5. Sin embargo, antes de la palabra última que ostenta el titular del monopolio de la violencia, todavía apelaremos a las condiciones de legitimidad del poder. Éste será legítimo si se adecua a la lógica democrática: el autogobierno colectivo debe asumir que la opción de participar como ciudadano se le debe a todos los afectados por las decisiones políticas. En este sentido, todo ciudadano español debe poder decidir sobre algo que le desempoderaría democráticamente, pues una secesión le arrebataría para siempre su influencia sobre lo que allí suceda en adelante. Además, sería injusto que abandonasen el compromiso solidario de transferencia de rentas quienes, en detrimento de otros, se beneficiaron económicamente de una planificación estatal. Al contrario, la lógica democrática implica que cuanto más global sea el colectivo mejor será el autogobierno. ¿Por qué? Porque en todo tipo de relaciones, el privilegio de una parte implica enseguida su supremacía frente a la otra y, por ende, abre la puerta a una relación de dominación. En un mundo tan interdependiente como el nuestro, únicamente la cesión de la soberanía popular hacia arriba nos permitiría luchar contra los imperativos económicos que asfixian y maniatan a unos gobiernos más que a otros. Hoy la democracia o es cosmopolita o es deficiente: menos fronteras, sí; pero más, no.

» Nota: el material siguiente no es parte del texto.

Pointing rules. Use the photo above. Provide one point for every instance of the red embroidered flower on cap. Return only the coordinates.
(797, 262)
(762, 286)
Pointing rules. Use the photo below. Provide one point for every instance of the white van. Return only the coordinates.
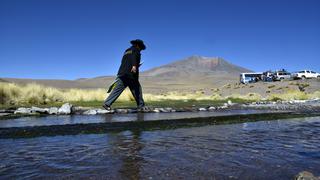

¿Qué hacer con un referendo de premisas antidemocráticas y que, a menos que otorguemos soberanía a quien no la tiene, sólo sería consultivo? Si se hace política, tal vez podamos un día contar que sus promotores se pegaron un tiro en el pie. Tanto si no hay consulta como si la hay (y al final fueran mayoría, como parece, los que no quieren Estado o lo quieren ambiguamente «dependiente»), no se desembocaría necesariamente en confederación, bilateralidad o asimetría. Por tanto, con un enroque inteligente, este escenario ambiguo parece brindarnos, desde ya, legitimación suficiente para emprender juntos una reforma constitucional. Quizá baste sacrificar dos peones para que el bloque constitucionalista ponga en jaque mate a la crisis institucional. Primero: a muchos parecería colmarles la república (menos funcional que la deteriorada Monarquía, pero de origen más democrático). Nada esencial. Segundo: la definitiva federalización (simétrica, obviamente) del disfuncional «Estado de las autonomías» en una «Federación de estados» reavivaría el Senado y explicitaría por fin las competencias de los nuevos entes soberanos: estados y federación.

Haciendo de la necesidad virtud, el embate nacionalista forzaría la conversión de una dinámica centrífuga en otra centrípeta, donde ya no se trate de sangrar al Estado sino de legislar de consuno, por el interés general. Repartir competencias entre estados y Federación no se hará en función de los agravios sino de la eficacia que presumamos en cada caso (conforme al principio de subsidiariedad), echando mano de la experiencia, del derecho comparado, etc. ¿No es el momento?

Mikel Arteta, Licenciado en Derecho y Ciencias políticas. Doctorando en Filosofía política por la Universidad de Valencia.